That’s the title of a chapter in a new free e-book my Martin Weller titled The Digital Scholar: How Technology Is Transforming Scholarly Practice. And the answer to that question is, in a word, “maybe.” It’s a pretty interesting look at the research on digital technologies in a learning context (or lack thereof) and the tensions of the moment when trying to figure out exactly what all of this means for higher ed with, I think, some useful applications to the K-12 world.
One conclusion that I totally agree with concerns the knowledge that kids have around these technologies from a learning perspective:
Overall, as Bennett et al. (2008) suggest, there is little strong evidence for the main claims of the net generation literature, which they summarise as follows:
Young people of the digital native generation possess sophisticated knowledge of and skills with information technologies.
As a result of their upbringing and experiences with technology, digital natives have particular learning preferences or styles that differ from earlier generations of students.
Weller makes the point that
There seems little real evidence beyond the rhetoric that the net generation is in some way different from its predecessors as a result of having been exposed to digital technologies. There is some moderate evidence that they may have different attitudes.

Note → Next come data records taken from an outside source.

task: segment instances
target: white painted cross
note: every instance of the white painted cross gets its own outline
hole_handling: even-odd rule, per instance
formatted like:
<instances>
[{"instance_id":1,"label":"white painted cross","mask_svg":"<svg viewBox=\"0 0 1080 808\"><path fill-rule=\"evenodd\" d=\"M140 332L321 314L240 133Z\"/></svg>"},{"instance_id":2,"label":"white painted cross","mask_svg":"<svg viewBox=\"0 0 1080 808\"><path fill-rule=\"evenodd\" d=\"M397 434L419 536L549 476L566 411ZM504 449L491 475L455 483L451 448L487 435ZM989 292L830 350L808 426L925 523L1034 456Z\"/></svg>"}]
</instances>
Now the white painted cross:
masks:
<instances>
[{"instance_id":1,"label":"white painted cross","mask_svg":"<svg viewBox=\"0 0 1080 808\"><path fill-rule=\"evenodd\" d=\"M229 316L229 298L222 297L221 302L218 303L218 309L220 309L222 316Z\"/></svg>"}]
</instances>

However, he also suggests that the influence of the Web on society is a large part of the reason schools need to consider changing:
But it is possible to at least conclude that there is significant activity online across a range of society, and the intersection of these activities (socialising, sharing, content creation, information seeking) has a direct relevance to education.
And one other interesting note. While dissatisfaction with schools is nothing new, Weller points out one big difference of this moment as compared to the past:
There is growing dissatisfaction with current practice in higher education – there seems little strong evidence for this. Probably more significant to the culture of education has been the shift to perceiving the student as a customer. There is certainly little evidence that the dissatisfaction is greater than it used to be, but what may be significant is that there are now viable alternatives for learners. Universities have lost their monopoly on learning, which reinforces the next point.
Higher education will undergo similar change to that in other sectors – there are some similarities between higher education and other sectors, such as the newspaper and music industries, but the differences are probably more significant. However, the blurring of boundaries between sectors and the viability of self-directed, community-based learning means that the competition is now more complex. [Emphasis mine.]
I’m really interested to see how those “viable alternatives for learners” play out. At some point, are we going to have move away from “college prep” and just make it “learning prep?”
Some interesting ideas to consider as we think about the scope and scale of change that we are considering.